Fastened to the wall of [the] shrine is a large box full of small clay foxes. The pilgrim who has a prayer to make puts one of these little foxes in his sleeve and carries it home, He must keep it, and pay it all due honour, until such time as his petition has been granted. Then he must take it back to the temple, and restore it to the box, and, if he be able, make some small gift to the shrine…
You approach it through a succession of torii one behind the other: they are of different heights, diminishing in size as they are placed nearer to the temple, and planted more and more closely in proportion to their smallness. Before each torii sit a pair of weird foxes—one to the right and one to the left. The first pair are large as greyhounds; the second two are much smaller; and the sizes of the rest lessen as the dimensions of the torii lessen. At the foot of the wooden steps of the temple there is a pair of very graceful foxes of dark grey stone, wearing pieces of red cloth about their necks. Upon the steps themselves are white wooden foxes—one at each end of each step—each successive pair being smaller than the pair below; and at the threshold of the doorway are two very little foxes, not more than three inches high, sitting on sky-blue pedestals. These have the tips of their tails gilded. Then, if you look into the temple you will see on the left something like a long low table on which are placed thousands of tiny fox-images, even smaller than those in the doorway, having only plain white tails. The pieces of coloured cloth about the necks of the foxes are also votive offerings…

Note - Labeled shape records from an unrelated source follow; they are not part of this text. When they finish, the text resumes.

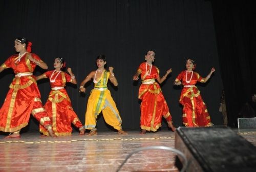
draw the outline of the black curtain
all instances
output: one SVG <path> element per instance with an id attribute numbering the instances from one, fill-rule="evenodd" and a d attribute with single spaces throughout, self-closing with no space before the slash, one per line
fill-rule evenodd
<path id="1" fill-rule="evenodd" d="M 2 0 L 0 2 L 1 63 L 14 53 L 16 37 L 27 37 L 33 43 L 33 52 L 53 69 L 55 58 L 64 58 L 72 69 L 78 86 L 67 84 L 73 107 L 84 123 L 87 92 L 78 92 L 80 82 L 96 70 L 96 57 L 105 54 L 108 67 L 113 66 L 119 85 L 109 85 L 123 121 L 124 130 L 138 130 L 140 82 L 132 76 L 146 52 L 156 53 L 155 65 L 160 75 L 172 68 L 173 72 L 162 84 L 162 90 L 176 126 L 182 125 L 182 108 L 179 99 L 181 88 L 173 86 L 178 74 L 185 69 L 185 60 L 196 60 L 196 71 L 203 77 L 211 67 L 216 72 L 209 81 L 198 85 L 212 122 L 222 123 L 218 112 L 223 89 L 210 2 L 203 0 Z M 45 71 L 37 68 L 35 75 Z M 11 70 L 0 74 L 2 83 L 1 103 L 13 77 Z M 45 103 L 50 88 L 49 80 L 38 82 Z M 35 130 L 34 119 L 28 130 Z M 163 120 L 163 127 L 167 125 Z M 98 129 L 111 128 L 102 117 Z"/>
<path id="2" fill-rule="evenodd" d="M 253 1 L 211 1 L 228 125 L 256 93 L 256 12 Z"/>

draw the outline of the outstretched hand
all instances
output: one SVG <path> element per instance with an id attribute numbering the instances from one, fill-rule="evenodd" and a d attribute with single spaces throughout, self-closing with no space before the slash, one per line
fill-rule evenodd
<path id="1" fill-rule="evenodd" d="M 169 70 L 168 70 L 167 71 L 166 71 L 166 73 L 167 75 L 168 75 L 170 73 L 171 73 L 172 72 L 173 72 L 173 70 L 172 70 L 172 68 L 170 68 Z"/>
<path id="2" fill-rule="evenodd" d="M 212 68 L 211 68 L 210 70 L 210 73 L 212 74 L 214 72 L 215 72 L 215 69 L 214 67 L 212 67 Z"/>
<path id="3" fill-rule="evenodd" d="M 72 70 L 71 68 L 68 68 L 68 69 L 67 69 L 67 71 L 68 71 L 68 72 L 69 74 L 72 73 Z"/>
<path id="4" fill-rule="evenodd" d="M 112 67 L 110 67 L 109 68 L 109 71 L 110 71 L 110 72 L 111 74 L 113 73 L 113 70 L 114 70 L 114 68 Z"/>
<path id="5" fill-rule="evenodd" d="M 139 79 L 139 77 L 137 75 L 133 76 L 133 80 L 137 80 L 138 79 Z"/>
<path id="6" fill-rule="evenodd" d="M 86 88 L 84 87 L 80 87 L 79 88 L 79 92 L 85 93 L 86 92 Z"/>
<path id="7" fill-rule="evenodd" d="M 179 85 L 181 84 L 181 82 L 180 81 L 178 82 L 174 81 L 174 83 L 175 85 Z"/>

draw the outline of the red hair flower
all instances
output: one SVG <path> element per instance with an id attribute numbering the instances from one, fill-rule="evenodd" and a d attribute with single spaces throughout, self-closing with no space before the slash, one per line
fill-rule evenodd
<path id="1" fill-rule="evenodd" d="M 29 41 L 29 44 L 28 44 L 28 46 L 27 46 L 27 51 L 29 53 L 31 52 L 31 46 L 32 42 Z"/>

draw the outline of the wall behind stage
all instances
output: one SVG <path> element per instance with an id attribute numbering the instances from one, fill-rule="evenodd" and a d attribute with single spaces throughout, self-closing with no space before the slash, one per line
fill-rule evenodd
<path id="1" fill-rule="evenodd" d="M 173 72 L 162 84 L 162 90 L 170 110 L 174 124 L 182 126 L 182 108 L 179 103 L 181 89 L 173 82 L 185 69 L 185 60 L 194 58 L 196 71 L 205 77 L 212 67 L 216 69 L 209 81 L 199 84 L 212 122 L 222 123 L 218 112 L 222 82 L 220 73 L 211 4 L 203 0 L 23 0 L 0 2 L 1 63 L 15 53 L 16 37 L 27 37 L 33 43 L 33 52 L 53 69 L 55 58 L 61 57 L 72 69 L 78 85 L 68 84 L 67 90 L 73 107 L 84 123 L 87 100 L 93 83 L 85 94 L 78 92 L 81 81 L 96 70 L 96 57 L 107 57 L 108 67 L 119 85 L 109 88 L 116 103 L 124 130 L 139 130 L 140 81 L 133 75 L 144 61 L 147 50 L 156 53 L 155 65 L 163 76 Z M 37 68 L 36 75 L 45 71 Z M 0 103 L 3 104 L 13 78 L 12 70 L 0 74 Z M 38 83 L 43 103 L 50 90 L 49 80 Z M 31 118 L 27 130 L 38 128 Z M 163 127 L 166 123 L 163 120 Z M 99 130 L 111 130 L 102 116 Z"/>

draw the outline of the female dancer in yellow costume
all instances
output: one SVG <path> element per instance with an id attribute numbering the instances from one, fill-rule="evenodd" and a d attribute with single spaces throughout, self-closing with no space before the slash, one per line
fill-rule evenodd
<path id="1" fill-rule="evenodd" d="M 104 55 L 97 57 L 96 63 L 98 69 L 91 72 L 80 85 L 80 91 L 84 93 L 84 84 L 91 79 L 94 83 L 94 89 L 91 92 L 87 103 L 84 128 L 91 130 L 89 136 L 96 135 L 96 119 L 102 111 L 105 122 L 116 129 L 118 134 L 127 134 L 122 130 L 122 120 L 106 85 L 109 79 L 115 86 L 118 85 L 117 80 L 113 73 L 114 68 L 109 67 L 109 72 L 105 70 L 106 61 Z"/>

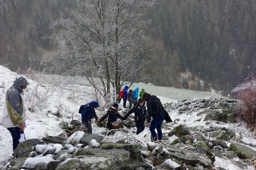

At the rear of almost every Inari temple you will generally find in the wall of the shrine building, one or two feet above the ground, an aperture about eight inches in diameter and perfectly circular. It is often made so as to be closed at will by a sliding plank. This circular orifice is a Fox-hole, and if you find one open, and look within, you will probably see offerings of tofu or other food which foxes are supposed to be fond of. Now the fox for whom such a hole is made is an invisible fox, a phantom fox—the fox respectfully referred to by the peasant as O-Kitsune-San. If he ever suffers himself to become visible, his colour is said to be snowy white.
Dogs and cats
‘Feed a dog for three days,’ says a Japanese proverb, ‘and he will remember your kindness for three years; feed a cat for three years and she will forget your kindness in three days.’